2) Recommended remediation (code/dependency changes):
- Upgrade Candle crates (candle-core, candle-transformers, etc.) to a version where the Metal backend implements rotary embeddings. Review Candle’s changelog/PRs for Metal/MPS kernel support and update to the first version that includes rotary-emb on Metal.
- Alternatively, implement a CPU fallback path for rotary-emb when running on Metal (hybrid execution). This is non-trivial and may degrade performance.
- Provide a configuration/flag to disable Metal by default on macOS for models known to require missing ops until Candle is upgraded.
- Clean up the misleading #[cfg(feature = "metal")] gate in main.rs to avoid confusion; Metal enablement is already handled in Cargo.toml via target-specific features.

## Suggested next steps
- Short term: document and expose --cpu usage in README and/or make the default model a Metal-compatible one until dependency upgrade.

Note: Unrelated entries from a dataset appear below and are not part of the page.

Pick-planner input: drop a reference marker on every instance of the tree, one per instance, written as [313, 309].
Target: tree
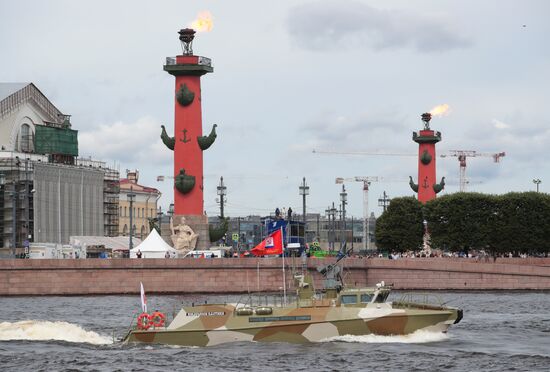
[523, 223]
[400, 227]
[462, 221]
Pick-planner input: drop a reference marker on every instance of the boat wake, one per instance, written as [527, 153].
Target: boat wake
[41, 330]
[418, 337]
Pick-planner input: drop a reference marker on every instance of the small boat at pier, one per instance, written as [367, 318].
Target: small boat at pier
[312, 316]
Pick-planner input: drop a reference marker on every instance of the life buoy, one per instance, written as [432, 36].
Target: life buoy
[144, 321]
[157, 319]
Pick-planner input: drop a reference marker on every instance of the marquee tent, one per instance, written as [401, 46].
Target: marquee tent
[153, 247]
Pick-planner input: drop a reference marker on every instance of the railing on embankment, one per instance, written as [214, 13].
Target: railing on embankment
[117, 276]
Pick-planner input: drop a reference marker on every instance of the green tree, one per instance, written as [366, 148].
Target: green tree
[400, 227]
[462, 221]
[523, 223]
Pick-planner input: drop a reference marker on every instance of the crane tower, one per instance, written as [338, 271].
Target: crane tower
[366, 183]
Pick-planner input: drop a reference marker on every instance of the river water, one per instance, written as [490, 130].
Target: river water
[501, 331]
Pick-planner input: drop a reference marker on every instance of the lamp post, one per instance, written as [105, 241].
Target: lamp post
[131, 196]
[304, 191]
[222, 191]
[425, 238]
[332, 216]
[537, 182]
[344, 200]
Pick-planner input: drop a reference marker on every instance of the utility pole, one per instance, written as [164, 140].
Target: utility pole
[318, 228]
[239, 241]
[331, 214]
[537, 182]
[14, 218]
[384, 201]
[352, 233]
[344, 200]
[304, 191]
[159, 219]
[131, 197]
[222, 191]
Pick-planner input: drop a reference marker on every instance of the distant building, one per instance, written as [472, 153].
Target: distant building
[47, 193]
[144, 205]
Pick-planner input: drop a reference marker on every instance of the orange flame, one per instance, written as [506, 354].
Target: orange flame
[203, 23]
[440, 110]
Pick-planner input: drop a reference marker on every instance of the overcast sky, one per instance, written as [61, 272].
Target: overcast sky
[293, 76]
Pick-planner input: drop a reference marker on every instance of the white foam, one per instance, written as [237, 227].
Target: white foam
[418, 337]
[39, 330]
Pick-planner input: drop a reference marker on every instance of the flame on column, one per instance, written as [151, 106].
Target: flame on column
[203, 22]
[440, 110]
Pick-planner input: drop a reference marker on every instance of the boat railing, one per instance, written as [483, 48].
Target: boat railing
[128, 330]
[423, 300]
[260, 299]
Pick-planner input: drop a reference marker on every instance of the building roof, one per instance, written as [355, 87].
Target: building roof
[7, 89]
[116, 243]
[124, 182]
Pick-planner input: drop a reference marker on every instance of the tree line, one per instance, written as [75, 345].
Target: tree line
[517, 223]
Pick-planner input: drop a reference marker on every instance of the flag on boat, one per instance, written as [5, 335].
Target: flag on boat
[143, 299]
[273, 244]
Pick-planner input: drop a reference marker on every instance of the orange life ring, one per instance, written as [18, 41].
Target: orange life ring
[144, 321]
[157, 319]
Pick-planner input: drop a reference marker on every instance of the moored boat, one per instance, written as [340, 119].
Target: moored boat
[312, 316]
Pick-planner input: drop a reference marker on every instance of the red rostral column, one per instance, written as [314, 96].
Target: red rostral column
[427, 187]
[188, 159]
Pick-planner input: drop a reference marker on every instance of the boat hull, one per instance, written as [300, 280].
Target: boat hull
[216, 324]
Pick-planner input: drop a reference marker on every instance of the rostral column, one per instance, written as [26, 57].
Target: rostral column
[427, 188]
[188, 142]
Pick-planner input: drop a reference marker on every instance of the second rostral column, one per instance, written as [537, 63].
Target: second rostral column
[427, 187]
[188, 142]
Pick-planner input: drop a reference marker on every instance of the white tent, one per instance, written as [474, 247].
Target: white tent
[153, 247]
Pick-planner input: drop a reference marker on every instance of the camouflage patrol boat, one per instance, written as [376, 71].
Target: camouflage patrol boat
[311, 317]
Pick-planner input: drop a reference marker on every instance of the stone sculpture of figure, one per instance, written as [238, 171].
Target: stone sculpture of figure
[183, 237]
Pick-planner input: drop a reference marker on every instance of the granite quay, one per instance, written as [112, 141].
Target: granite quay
[120, 276]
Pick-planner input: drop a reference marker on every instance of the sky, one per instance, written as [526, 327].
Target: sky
[293, 76]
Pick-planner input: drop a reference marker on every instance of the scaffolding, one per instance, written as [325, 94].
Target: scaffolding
[17, 196]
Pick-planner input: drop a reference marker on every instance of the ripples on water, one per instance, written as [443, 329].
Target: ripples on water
[500, 332]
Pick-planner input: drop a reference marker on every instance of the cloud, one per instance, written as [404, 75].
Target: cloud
[499, 124]
[347, 24]
[130, 143]
[355, 132]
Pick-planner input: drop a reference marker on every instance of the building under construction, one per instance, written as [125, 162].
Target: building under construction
[47, 193]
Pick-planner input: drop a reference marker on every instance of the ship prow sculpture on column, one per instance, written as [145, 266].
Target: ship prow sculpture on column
[188, 145]
[183, 237]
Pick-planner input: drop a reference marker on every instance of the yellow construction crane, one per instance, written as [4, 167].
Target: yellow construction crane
[366, 183]
[460, 154]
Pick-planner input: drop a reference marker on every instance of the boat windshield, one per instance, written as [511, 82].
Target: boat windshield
[381, 297]
[366, 298]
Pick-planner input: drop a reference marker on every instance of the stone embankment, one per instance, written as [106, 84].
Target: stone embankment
[118, 276]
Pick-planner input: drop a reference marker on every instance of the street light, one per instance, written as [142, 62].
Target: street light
[304, 190]
[131, 196]
[537, 182]
[222, 191]
[344, 200]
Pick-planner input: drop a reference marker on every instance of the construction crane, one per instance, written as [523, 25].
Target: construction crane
[460, 154]
[366, 183]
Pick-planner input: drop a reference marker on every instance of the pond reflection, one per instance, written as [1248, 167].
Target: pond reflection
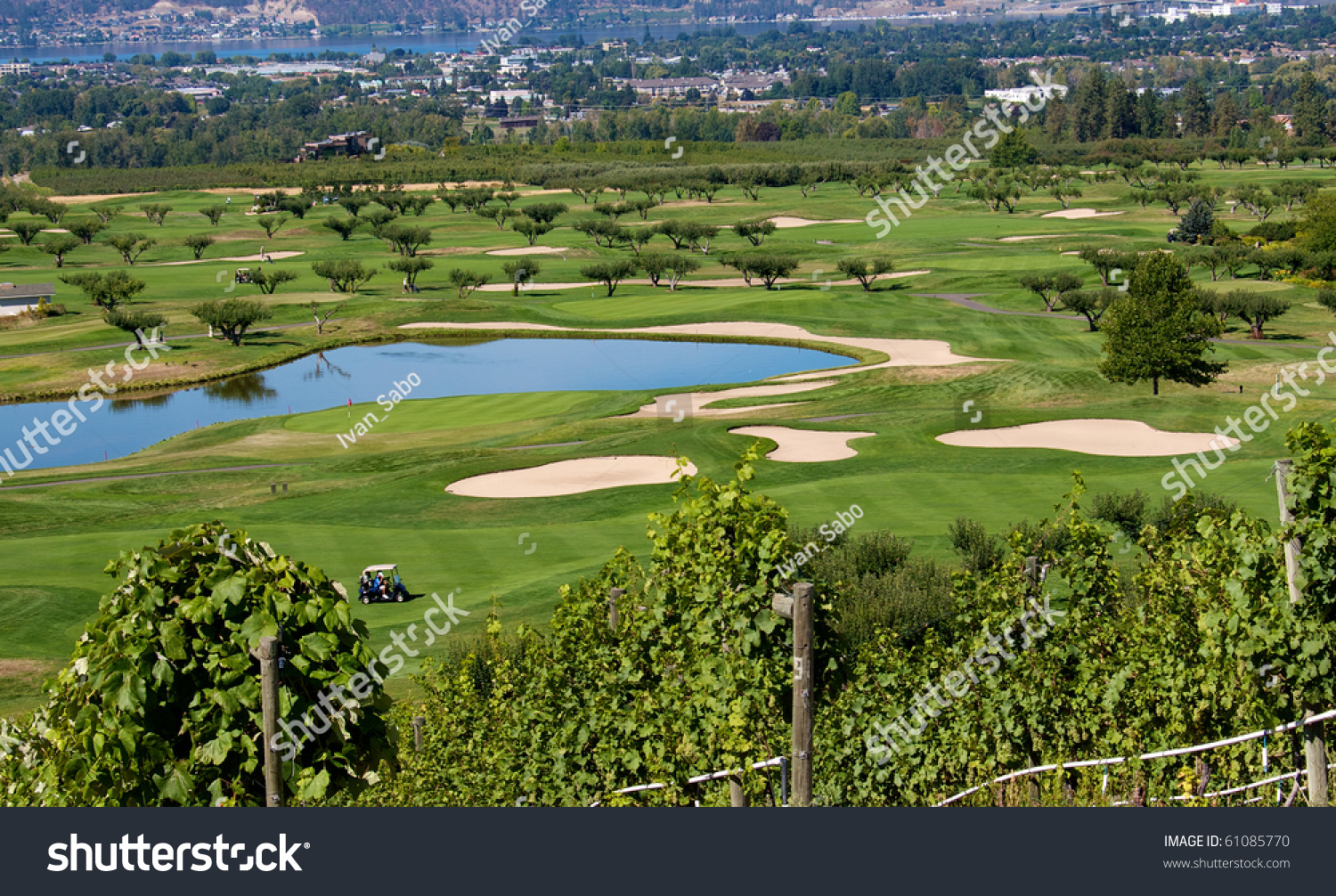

- Medium term: bump Candle dependencies and test Gemma 3 on Metal; remove the obsolete cfg(feature = "metal") gate.
- Long term: integrate a device capability check and automatic fallback (informative log) when encountering unsupported kernels on the selected backend.

## References (code locations)
- crates/legacy-inference-engine/src/utilities_lib.rs lines 4–12: device selection (Metal default on macOS if available).
- crates/legacy-inference-engine/src/main.rs lines 705–707: default which = 3-1b-it.
- crates/legacy-inference-engine/src/main.rs lines 758–760 and 817–821: Gemma 3 model selection and instantiation.
- crates/legacy-inference-engine/Cargo.toml macOS target section: Candle with features = ["metal"].
- crates/legacy-inference-engine/src/main.rs lines 10–11: obsolete #[cfg(feature = "metal")] gate that triggers a warning.